The leading causes of premature deaths have been drug overdoses, alcohol and suicide, which led to the label “deaths of despair.”

“We actually have now shown more than 30 causes of death where mortality rates have increased in this age group,” he said. “There’s something systemic going on for the working-age population that is causing their health to deteriorate in many different areas. Mental health, behavioral health is one of them, and a prominent one, but not the only one.”

Intertwined are the communities where those hit the hardest live, in the health of their economies and the health of their people.

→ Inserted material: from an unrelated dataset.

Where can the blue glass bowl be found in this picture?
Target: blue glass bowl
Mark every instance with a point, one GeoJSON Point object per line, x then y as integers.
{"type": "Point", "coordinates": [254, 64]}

Policymakers have talked during the pandemic about health equity and what it means for communities with limited access to not just health care and a way to pay for it, but to transportation, childcare, good food, jobs, education — all of the things that contribute to well-being.

Dr. Cynthia Morrow, who heads the Roanoke City and Alleghany Health Districts, said she expects that community partnerships built to respond to the pandemic will focus next on tackling systemic health problems. She said local government leaders, health care providers, neighborhood groups and churches are already talking about what will come next.

Researchers will parse through pandemic data for years to come.

Woolf is hoping that one lesson sticks.

“One of the lessons we’ve learned from the pandemic is that there was a false choice presented in the spring: Either we’re going to follow the doctors or we’re going to do something to save our economy,” he said. “I think what we’ve learned is that they’re so intertwined. You have to address public health if you want a strong economy. It’s an important lesson because it’s one we’ve been trying to emphasize for years. This health disadvantage in our working-age population is really bad for our economy.”